Très chers lecteurs,
La saison n’a pas encore officiellement commencé que déjà les grandes maisons de l’Intelligence Artificielle s’agitent dans les couloirs feutrés de la cour numérique.
Les rumeurs courent plus vite que les carrosses, et certains prétendants semblent décidés à s’emparer de la piste de danse avant même que l’orchestre n’ait accordé ses instruments.
Et croyez bien que Lady WhAIstledown n’en perd pas une miette.
Un nouveau favori dans les salons
La nouvelle la plus commentée de la semaine concerne la Maison Anthropic, qui aurait présenté un prétendant particulièrement brillant : Sir Claude Opus 4.6.
Ce jeune modèle, dit-on, excelle autant dans l’art de la conversation que dans les disciplines les plus exigeantes, notamment le codage et les tâches complexes, avec une mémoire particulièrement vaste et des capacités d’agents automatisés.
Les murmures des salons vont plus loin :
Sir Claude aurait même pris la tête de certains classements, reléguant d’anciens favoris au second rang.
Une ascension rapide, qui ne manquera pas d’attiser les jalousies.
La Maison OpenAI prépare ses manœuvres
Pendant ce temps, la Maison OpenAI ne reste point immobile.
On raconte qu’elle s’emploie activement à renforcer ses projets d’agents autonomes, recrutant des esprits brillants pour accélérer cette stratégie.
Certains courtisans murmurent qu’il s’agit là d’un pari risqué :
car dans cette course aux agents capables d’agir seuls, la réputation peut se bâtir en une soirée… et se perdre au premier faux pas.
Les ambitions démesurées de la Maison Anthropic
Mais revenons à la maison dont tout le monde parle.
Non contente d’exhiber son nouveau prétendant, la Maison Anthropic serait en train de planifier un empire d’infrastructures colossal, discutant de centres de données représentant des investissements faramineux.

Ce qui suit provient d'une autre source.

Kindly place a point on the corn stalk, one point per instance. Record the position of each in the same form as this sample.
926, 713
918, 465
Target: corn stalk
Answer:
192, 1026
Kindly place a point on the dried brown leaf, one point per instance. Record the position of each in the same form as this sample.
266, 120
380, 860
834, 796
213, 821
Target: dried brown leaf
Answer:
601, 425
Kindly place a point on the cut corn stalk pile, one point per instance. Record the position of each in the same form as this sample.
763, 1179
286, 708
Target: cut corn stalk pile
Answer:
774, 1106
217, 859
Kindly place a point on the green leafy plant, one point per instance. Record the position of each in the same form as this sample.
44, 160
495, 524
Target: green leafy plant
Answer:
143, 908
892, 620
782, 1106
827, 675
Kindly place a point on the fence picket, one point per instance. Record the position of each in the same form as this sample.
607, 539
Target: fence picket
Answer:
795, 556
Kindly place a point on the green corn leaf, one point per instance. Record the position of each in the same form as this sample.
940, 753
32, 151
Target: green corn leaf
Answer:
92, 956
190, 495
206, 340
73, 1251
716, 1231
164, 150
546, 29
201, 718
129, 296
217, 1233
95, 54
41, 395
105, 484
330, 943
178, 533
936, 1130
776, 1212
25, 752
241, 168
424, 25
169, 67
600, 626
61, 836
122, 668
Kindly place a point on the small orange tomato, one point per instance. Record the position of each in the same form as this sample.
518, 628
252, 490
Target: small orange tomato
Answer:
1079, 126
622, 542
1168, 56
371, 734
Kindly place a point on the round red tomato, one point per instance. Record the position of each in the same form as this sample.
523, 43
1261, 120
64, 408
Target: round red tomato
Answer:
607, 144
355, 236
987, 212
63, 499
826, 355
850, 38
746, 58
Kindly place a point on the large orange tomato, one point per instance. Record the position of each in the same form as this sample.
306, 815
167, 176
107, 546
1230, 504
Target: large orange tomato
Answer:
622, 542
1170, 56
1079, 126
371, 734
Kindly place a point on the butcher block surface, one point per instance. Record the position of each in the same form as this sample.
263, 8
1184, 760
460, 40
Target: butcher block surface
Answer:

Une telle ambition, mes chers lecteurs, n’est pas sans rappeler certaines familles aristocratiques qui construisaient des palais entiers pour impressionner la cour… avant de découvrir que l’entretien coûtait plus cher que la gloire.
Les maisons de l’Est entrent dans la danse
Pendant que les grandes familles occidentales se disputent les faveurs de la cour, les maisons de l’Empire chinois ont décidé d’organiser leur propre bal.
Alibaba, ByteDance et d’autres acteurs ont dévoilé une avalanche de nouveaux modèles, certains promettant des agents capables d’agir seuls et à moindre coût.
Un mouvement stratégique, car chacun sait que lorsqu’un nouveau prétendant étranger apparaît dans la salle de bal, les alliances changent… et les réputations aussi.
Un climat de tension dans les ateliers
Enfin, dans les quartiers moins glamour de la capitale technologique, les artisans du code murmurent avec inquiétude.
L’Intelligence Artificielle promet des gains de productivité considérables, mais aussi une intensification du travail et des craintes pour l’avenir des emplois.
Il semble que certains serviteurs de la cour commencent à se demander si les machines qu’ils ont aidé à habiller pour le bal ne finiront pas par les remplacer sur la piste.
Le prochain grand bal
La Maison Google, quant à elle, a déjà envoyé ses invitations pour son grand bal annuel, prévu au printemps, où elle promet de dévoiler de nouvelles avancées de son prétendant Gemini.
Une soirée que toute la cour attend avec impatience… ou appréhension.
Le mot de Lady WhAIstledown
Ainsi se dessine le début de cette nouvelle saison :
- Un prétendant inattendu prend la tête du classement.
- Une grande maison prépare ses agents.
- Les puissances étrangères entrent dans la danse.
- Et les serviteurs commencent à s’inquiéter du prix de ce grand spectacle.
Reste à savoir qui dominera les salons…
et qui quittera la piste avant minuit.
Car dans cette cour où les réputations se calculent en benchmarks et en levées de fonds, une seule vérité demeure :
la faveur du public est aussi volatile qu’un prompt mal formulé.